U.S. Treasury Secretary Steven Mnuchin said Tuesday he hopes for “substantial progress” in talks with Chinese officials aimed at ending a tariff war over Beijing’s technology ambitions.
Mnuchin and Trade Representative Robert Lighthizer were to have a working dinner and then meet Wednesday with Chinese negotiators to discuss the standoff between the two biggest global economies, which has rattled financial markets.
“We hope to make substantial progress,” Mnuchin told reporters.
The secretary said he wouldn’t talk about specific issues but said, “we’ve made a lot of progress.”
A Chinese team is scheduled to visit Washington next week for another round of negotiations.
Mnuchin expressed hope Monday the two sets of talks will progress enough for U.S. officials to recommend to President Donald Trump whether to make a deal with Beijing.
President Donald Trump raised U.S. duties on $250-billion of Chinese imports in response to complaints Beijing steals or pressures companies to hand over technology.
Washington is pressing China to scale back plans for government-led creation of globally competitive companies with advanced technologies in robotics and other fields. Beijing’s trading partners say such support violates its market-opening commitments.
Beijing has retaliated by raising import duties on $110-billion in U.S. goods.
Financial markets have been steadied by statements from both governments that they are making progress, but no formal agreements have been announced.

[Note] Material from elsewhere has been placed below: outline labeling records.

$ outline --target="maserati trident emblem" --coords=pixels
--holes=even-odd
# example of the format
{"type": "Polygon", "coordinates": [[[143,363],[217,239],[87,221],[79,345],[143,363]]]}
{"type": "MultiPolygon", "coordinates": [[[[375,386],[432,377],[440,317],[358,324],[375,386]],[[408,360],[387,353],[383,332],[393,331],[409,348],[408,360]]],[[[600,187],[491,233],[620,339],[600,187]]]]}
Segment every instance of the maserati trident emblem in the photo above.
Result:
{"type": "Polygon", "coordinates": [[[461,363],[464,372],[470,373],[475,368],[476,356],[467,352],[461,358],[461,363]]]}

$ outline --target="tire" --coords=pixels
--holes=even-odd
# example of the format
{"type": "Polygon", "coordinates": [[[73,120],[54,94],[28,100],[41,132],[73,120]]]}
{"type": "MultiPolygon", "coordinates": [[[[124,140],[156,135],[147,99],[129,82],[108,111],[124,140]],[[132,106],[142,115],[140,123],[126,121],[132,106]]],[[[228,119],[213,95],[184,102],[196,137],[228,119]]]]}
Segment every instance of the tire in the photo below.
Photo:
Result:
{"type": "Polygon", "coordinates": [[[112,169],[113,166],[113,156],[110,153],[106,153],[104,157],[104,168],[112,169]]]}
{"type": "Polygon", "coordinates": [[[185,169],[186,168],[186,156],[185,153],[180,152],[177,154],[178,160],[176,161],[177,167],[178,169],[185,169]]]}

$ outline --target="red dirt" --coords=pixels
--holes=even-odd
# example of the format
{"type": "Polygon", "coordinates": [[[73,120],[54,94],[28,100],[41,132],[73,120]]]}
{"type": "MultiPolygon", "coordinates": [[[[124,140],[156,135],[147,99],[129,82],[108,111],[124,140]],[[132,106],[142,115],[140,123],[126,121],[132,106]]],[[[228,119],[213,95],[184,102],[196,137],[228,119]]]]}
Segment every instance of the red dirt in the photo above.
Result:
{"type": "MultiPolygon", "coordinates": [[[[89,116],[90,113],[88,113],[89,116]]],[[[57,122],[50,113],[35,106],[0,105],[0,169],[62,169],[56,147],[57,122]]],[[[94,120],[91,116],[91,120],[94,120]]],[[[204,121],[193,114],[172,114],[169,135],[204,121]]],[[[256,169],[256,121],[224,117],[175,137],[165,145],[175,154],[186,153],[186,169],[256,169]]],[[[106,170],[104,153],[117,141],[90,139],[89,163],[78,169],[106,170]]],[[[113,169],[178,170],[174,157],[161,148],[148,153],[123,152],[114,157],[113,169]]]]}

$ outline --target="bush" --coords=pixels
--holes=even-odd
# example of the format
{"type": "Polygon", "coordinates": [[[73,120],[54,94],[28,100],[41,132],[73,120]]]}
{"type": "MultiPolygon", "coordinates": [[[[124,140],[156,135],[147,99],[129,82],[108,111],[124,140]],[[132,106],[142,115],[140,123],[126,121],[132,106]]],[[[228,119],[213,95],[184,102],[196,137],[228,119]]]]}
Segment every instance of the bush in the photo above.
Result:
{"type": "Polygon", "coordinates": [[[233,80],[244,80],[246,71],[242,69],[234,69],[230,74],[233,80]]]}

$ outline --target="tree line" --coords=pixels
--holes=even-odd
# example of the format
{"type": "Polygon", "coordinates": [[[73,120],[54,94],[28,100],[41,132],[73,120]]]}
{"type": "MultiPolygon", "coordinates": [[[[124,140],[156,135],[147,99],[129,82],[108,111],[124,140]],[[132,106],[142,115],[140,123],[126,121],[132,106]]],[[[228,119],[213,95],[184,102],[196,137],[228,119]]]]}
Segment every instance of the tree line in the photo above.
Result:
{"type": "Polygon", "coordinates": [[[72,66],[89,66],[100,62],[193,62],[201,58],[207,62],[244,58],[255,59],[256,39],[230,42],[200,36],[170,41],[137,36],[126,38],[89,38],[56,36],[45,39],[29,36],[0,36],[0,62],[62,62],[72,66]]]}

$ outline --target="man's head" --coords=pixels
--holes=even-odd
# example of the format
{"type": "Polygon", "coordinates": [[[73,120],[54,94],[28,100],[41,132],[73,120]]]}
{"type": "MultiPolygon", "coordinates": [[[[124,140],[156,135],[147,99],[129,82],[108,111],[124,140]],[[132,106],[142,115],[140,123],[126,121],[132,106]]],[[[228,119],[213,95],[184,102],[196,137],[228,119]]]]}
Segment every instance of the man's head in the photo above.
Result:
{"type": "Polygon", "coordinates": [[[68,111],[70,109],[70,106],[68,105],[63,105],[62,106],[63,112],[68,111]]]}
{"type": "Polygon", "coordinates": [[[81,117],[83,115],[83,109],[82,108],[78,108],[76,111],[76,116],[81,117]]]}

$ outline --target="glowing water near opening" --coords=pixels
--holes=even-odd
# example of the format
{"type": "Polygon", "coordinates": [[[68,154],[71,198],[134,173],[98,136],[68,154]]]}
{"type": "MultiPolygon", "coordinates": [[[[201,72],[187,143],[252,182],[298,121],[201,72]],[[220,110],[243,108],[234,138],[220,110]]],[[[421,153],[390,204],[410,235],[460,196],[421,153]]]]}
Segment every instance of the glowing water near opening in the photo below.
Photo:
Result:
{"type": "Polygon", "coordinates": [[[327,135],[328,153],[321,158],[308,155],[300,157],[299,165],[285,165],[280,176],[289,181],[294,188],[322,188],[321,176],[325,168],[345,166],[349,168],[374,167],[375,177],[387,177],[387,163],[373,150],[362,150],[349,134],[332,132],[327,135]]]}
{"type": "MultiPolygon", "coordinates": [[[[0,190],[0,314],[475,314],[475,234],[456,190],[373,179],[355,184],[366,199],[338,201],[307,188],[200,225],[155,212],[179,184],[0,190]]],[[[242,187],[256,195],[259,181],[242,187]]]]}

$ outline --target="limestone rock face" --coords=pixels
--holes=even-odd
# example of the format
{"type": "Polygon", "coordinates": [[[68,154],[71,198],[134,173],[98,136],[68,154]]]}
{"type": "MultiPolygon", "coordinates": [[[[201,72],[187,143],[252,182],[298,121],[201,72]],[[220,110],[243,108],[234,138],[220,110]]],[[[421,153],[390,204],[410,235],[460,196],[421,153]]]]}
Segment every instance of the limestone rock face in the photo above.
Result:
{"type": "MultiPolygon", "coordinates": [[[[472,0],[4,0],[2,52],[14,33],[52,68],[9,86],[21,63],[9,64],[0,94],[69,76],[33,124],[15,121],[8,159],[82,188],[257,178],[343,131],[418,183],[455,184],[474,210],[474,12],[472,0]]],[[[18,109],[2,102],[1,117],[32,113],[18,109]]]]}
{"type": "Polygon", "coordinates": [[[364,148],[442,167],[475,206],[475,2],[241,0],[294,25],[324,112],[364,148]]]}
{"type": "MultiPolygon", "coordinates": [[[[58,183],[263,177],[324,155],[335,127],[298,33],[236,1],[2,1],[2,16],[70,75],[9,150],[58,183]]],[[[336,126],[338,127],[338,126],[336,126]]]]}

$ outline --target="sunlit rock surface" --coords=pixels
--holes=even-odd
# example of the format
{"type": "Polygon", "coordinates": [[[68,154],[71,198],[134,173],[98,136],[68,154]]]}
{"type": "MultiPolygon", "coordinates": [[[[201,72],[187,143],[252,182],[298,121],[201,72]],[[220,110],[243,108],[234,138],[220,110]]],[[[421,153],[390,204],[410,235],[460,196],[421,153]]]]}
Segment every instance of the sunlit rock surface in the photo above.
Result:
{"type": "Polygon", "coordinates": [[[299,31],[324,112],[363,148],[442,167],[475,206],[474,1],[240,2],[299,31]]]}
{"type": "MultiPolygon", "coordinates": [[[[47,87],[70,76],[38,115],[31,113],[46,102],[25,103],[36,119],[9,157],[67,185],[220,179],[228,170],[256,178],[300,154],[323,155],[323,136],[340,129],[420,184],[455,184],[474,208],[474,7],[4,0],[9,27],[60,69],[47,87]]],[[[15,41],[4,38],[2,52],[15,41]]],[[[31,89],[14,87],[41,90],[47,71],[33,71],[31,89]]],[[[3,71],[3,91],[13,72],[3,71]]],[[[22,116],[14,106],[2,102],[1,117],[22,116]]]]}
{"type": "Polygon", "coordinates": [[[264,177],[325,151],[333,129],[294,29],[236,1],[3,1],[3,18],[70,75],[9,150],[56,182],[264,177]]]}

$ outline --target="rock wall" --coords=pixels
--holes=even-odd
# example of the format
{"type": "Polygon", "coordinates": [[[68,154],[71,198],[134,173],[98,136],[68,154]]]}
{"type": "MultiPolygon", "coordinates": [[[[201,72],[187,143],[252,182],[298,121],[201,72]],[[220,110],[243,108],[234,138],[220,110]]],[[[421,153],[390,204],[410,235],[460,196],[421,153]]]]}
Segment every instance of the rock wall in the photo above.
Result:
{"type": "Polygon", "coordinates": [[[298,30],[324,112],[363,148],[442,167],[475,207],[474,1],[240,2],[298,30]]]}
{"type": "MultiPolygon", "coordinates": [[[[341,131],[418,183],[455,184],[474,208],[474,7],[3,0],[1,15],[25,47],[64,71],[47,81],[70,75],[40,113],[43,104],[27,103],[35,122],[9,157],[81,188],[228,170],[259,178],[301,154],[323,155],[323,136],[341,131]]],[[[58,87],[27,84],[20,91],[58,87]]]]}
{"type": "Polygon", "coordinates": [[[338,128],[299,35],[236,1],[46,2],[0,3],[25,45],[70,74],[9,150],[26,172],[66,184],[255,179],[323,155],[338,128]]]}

The negotiators are still discussing how to ensure that Beijing would adhere to whatever commitments it makes, and whether the Trump administration would keep tariffs on Chinese imports to maintain leverage over Beijing.
Mnuchin told Fox Business Network that an enforcement mechanism just “needs a little bit of fine tuning.”
U.S. officials and businesses assert that China has failed to keep past promises concerning its trade practices.
Trump also wants to narrow America’s huge trade deficit with China — $379-billion last year — by pressing Beijing to agree to accept more U.S. exports.
Critics worry any agreement might hurt other countries by shifting Chinese demand away from them. They also worry it might marginalize the World Trade Organization, which is meant to enforce global free trade rules for everybody.